Industry giants also promise to closely monitor the evolution of technology in Brazil. An example is the partnership entered into by the multinational BRF and Aleph Farms, with support from the GFI.

According to Amanda Leitoles, part of the work in the GFI’s science and technology area is focused on contributing to the development of high-impact research in underexplored areas, which helps to anticipate technology challenges and promote new solutions. Among the actions are the moderation of a research directory, funding of open access research and the holding of courses and training of professionals with knowledge of alternative proteins.
hybrid foods
While plant-based alternatives already have a consolidated place in the diet of vegans and vegetarians, hybrid foods (blended, in English) came to reach an audience that cares about health and sustainability, but does not want to give up the sensory experience and nutrition associated with animal meat, the so-called flexitarians. Incorporating vegetables into dishes traditionally made only from meat, making them hybrids, is a way to change consumers’ diets without the need for major lifestyle changes.

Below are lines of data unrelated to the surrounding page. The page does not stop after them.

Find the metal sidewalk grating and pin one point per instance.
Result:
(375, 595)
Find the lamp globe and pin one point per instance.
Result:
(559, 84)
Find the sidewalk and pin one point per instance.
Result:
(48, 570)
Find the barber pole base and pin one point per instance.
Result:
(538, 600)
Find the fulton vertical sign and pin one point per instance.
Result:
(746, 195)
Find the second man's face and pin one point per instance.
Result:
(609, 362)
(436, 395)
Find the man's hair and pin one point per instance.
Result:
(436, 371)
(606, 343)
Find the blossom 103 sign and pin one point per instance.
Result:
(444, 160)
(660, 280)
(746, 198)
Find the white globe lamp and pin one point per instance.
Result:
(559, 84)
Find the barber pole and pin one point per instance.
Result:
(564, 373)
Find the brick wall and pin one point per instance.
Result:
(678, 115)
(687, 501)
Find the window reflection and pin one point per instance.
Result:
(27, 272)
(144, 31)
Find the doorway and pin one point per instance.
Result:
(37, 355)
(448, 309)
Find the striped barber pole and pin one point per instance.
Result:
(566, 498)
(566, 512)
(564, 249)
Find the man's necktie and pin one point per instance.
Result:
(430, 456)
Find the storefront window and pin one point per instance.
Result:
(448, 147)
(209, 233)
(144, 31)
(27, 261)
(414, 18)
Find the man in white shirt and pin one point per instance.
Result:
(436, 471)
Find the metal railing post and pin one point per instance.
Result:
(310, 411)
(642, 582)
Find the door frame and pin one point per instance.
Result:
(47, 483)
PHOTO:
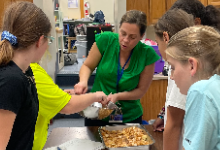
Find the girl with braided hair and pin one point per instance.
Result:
(194, 56)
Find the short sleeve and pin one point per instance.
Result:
(51, 98)
(151, 56)
(103, 41)
(12, 91)
(199, 122)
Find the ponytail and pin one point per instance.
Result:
(6, 52)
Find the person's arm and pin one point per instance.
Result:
(7, 119)
(201, 121)
(79, 102)
(144, 83)
(158, 125)
(173, 128)
(87, 68)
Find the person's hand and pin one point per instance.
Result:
(158, 125)
(81, 88)
(101, 98)
(112, 97)
(70, 91)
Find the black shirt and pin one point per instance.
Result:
(18, 94)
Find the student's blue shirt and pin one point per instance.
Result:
(202, 116)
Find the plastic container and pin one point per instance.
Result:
(81, 37)
(81, 48)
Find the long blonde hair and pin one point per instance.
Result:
(25, 21)
(200, 42)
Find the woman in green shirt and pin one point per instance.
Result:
(125, 67)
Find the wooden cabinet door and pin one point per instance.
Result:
(215, 3)
(23, 0)
(3, 6)
(204, 2)
(170, 3)
(157, 9)
(142, 5)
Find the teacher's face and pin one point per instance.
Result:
(129, 36)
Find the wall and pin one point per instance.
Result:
(72, 13)
(49, 59)
(120, 10)
(107, 6)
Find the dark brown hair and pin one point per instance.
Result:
(135, 17)
(172, 22)
(25, 21)
(209, 15)
(200, 42)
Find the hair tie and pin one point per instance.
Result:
(10, 37)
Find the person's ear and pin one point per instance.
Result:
(197, 21)
(40, 41)
(193, 64)
(166, 37)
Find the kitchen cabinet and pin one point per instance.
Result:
(3, 6)
(156, 10)
(154, 99)
(215, 3)
(22, 0)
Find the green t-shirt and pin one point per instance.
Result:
(106, 73)
(51, 100)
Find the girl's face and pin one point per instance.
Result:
(181, 74)
(162, 45)
(129, 36)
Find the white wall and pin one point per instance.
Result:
(72, 13)
(120, 10)
(107, 6)
(49, 59)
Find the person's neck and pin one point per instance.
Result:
(125, 53)
(22, 58)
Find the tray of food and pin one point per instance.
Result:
(126, 137)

Flexitarian nutrition includes any diet or dietary pattern of those who commit to eating more vegetables and less meat, but it does not seek to eliminate all animal products or to label themselves more strictly. The reasons, according to the report “The Power of Meat,” released in 2020 by The Food Industry Association (IMF), include the fact that these products facilitate a greater intake of vegetables and provide a healthier way to eat meat.

In addition to being better for the consumer’s health (because they contain less saturated fat, cholesterol and sodium, more fiber and vitamins), hybrid products are also better for the environment, since livestock is one of the activities that most pollute, deforest and emit greenhouse gases into the atmosphere. According to the World Resources Institute (WRI), Americans eat 10 billion hamburgers every year. According to the institute, if one-third of the meat in each hamburger were replaced with mushrooms, it would save an amount of water equivalent to the annual domestic water use of 2.6 million Americans. In terms of air pollution, it would be the equivalent of taking 2.3 million cars – and their CO2 emissions – off the streets a year. When it comes to land, the WRI reports that the “blend” in hamburgers would reduce the global use of agricultural land by more than 36,260 km2, an area equivalent to 4,395 football fields.

Apart from the environmental impact, the strategy of increasing vegetables in animal foods can also reduce the production and marketing costs of several products. In the case of cultivated meat, for example, mixing a percentage of vegetables in animal cells is essential to make its production cheaper, which, despite already being a reality, faces challenges related to cost reduction, scale increase and legal regulation.

While the demand for meat grows, at the same time as the demand for vegetable alternatives, companies that produce hybrid foods position themselves well between the two categories. Over the past two years, market giants have jumped on the trend and added hybrid lines to their product catalogs. Tyson, the largest meat processor in the US, launched under the brand Aidells Whole Blends sausages and meatballs with meat with vegetable mixtures, such as chicken with spinach and feta cheese or chicken with dehydrated pineapple. Applegate has created a hybrid hamburger made from beef

with cauliflower, spinach, lentils and pumpkin, and another made from turkey with sweet potatoes, white beans, kale and onion.

By using less animal meat, they were able to use a “grass fed” product, that is, animals that were fed naturally on pasture, without the use of feed with grains and medicines. Each brand hamburger (106g) delivers around 1⁄3 cup of vegetables.